No cloud IoT: LAN only Security camera

Post by Nico Brailovsky @ 2024-05-23 | Permalink | Leave a comment

A while back I spent some time setting up a security camera/doorbell. I wanted to have a camera that

The process required a lot of trial and error, guessing arcane commands from poor documentation or from random (often decade-old, unmaintained) open source projects. I figured I should document my setup.

tl;dr

This article ended up being a lot longer than I expected, so if you're here for the short version:

Sourcing a camera

I went for Reolink. After a lot of reading (and a few months of usage, now) it's a very good option in its price range (cheap). They seem to have a good range of cameras, and all the features I was looking for: LAN-first, streaming, motion events, power-over-ethernet and a decent enough admin interface.
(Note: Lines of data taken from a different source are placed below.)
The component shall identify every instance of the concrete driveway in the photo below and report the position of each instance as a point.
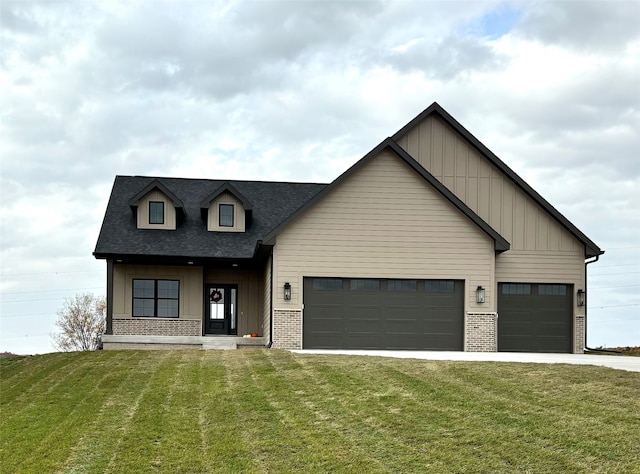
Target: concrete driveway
(631, 364)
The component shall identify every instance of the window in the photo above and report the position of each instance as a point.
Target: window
(402, 285)
(155, 298)
(226, 215)
(516, 289)
(439, 286)
(156, 212)
(365, 285)
(327, 284)
(552, 290)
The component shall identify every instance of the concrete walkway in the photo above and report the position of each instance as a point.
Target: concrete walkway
(631, 364)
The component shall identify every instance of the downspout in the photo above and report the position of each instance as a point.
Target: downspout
(271, 303)
(586, 296)
(109, 325)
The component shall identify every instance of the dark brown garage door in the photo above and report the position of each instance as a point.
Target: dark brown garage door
(350, 313)
(534, 317)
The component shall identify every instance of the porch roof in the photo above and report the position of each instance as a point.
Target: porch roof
(272, 203)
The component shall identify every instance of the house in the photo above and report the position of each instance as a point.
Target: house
(428, 242)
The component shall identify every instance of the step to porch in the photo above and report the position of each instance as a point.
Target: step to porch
(230, 342)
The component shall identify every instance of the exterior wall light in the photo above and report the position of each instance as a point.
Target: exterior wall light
(580, 297)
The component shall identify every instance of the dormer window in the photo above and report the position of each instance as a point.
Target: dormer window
(156, 207)
(225, 215)
(226, 210)
(156, 212)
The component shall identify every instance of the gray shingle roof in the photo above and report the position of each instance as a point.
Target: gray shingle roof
(272, 203)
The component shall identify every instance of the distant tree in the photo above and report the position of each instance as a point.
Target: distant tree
(81, 321)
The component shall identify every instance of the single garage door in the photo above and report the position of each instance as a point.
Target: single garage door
(535, 317)
(351, 313)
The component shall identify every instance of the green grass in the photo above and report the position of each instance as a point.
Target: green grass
(274, 411)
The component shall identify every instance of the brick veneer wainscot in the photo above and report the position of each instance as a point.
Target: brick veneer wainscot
(481, 332)
(157, 327)
(287, 328)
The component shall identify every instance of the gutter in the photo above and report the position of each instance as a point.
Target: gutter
(271, 303)
(586, 296)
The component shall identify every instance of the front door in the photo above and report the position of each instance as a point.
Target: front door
(221, 309)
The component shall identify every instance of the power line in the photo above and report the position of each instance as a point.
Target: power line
(606, 274)
(618, 265)
(29, 301)
(3, 316)
(615, 306)
(51, 273)
(52, 291)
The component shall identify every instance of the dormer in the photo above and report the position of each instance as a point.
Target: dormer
(156, 207)
(226, 210)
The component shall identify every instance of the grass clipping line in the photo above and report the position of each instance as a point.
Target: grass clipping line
(259, 410)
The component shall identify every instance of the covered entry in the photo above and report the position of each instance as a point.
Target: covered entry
(352, 313)
(221, 309)
(534, 317)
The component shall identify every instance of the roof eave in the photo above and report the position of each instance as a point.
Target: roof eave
(591, 249)
(500, 243)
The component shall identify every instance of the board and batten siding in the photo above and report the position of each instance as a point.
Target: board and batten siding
(191, 295)
(384, 221)
(485, 189)
(250, 296)
(169, 211)
(213, 220)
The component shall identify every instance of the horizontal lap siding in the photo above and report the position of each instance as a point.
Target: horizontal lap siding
(540, 267)
(191, 295)
(384, 221)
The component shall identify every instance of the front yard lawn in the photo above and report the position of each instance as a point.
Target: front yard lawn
(275, 411)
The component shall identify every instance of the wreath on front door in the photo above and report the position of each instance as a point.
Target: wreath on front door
(216, 295)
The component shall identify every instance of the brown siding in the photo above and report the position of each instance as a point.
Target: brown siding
(238, 214)
(384, 221)
(489, 193)
(190, 278)
(169, 211)
(250, 296)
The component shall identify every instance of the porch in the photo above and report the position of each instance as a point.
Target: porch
(115, 342)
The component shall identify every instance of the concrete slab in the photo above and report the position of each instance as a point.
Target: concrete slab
(628, 363)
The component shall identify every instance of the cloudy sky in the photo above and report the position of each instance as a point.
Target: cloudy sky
(299, 91)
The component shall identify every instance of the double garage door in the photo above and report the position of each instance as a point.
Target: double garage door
(535, 317)
(347, 313)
Besides a very good range of PTZ (pan-tilt-zoom) cams, they also have a PoE a doorbell, which closed the deal for me.

PoE, again: Can't recommend PoE enough: there's no Wifi fighting, and if things get wonky you just ask the switch to cycle the port. You probably already need to run a cable for power, so why not do it for eth instead, and get both in one?

I would love a camera with open source firmware, but I figured if I spent my time tinkering with cam firmware, I would have never actually got the time to integrate it with my IoT network - so maybe a project for the far off future, when I have finished absolutely everything else on my ToDo list. As it is, I decided it's an acceptable trade-off to have an untrusted closed-source firmware running in my network, placed in an isolated vlan without internet access (it's not the only untrusted device I run in my network, and I admit not all of them live in vlans...)

Talking to the camera

There is a protocol called "ONVIF". Wikipedia claims it hails from the dark ages of the late 2000's, and it has an XML based transport to prove it. ONVIF is meant to be a standard way to discover how an IP camera works, but, like most XML-based protocols turned out to be in practice, is extremely verbose, requires you to traverse countless schema definition files to understand it, and it's quite hard to parse. Of course most cameras I've seen seem to implement ONVIF either partially or with non-standard extensions, making the whole design idea around the XML schema quite pointless anyway.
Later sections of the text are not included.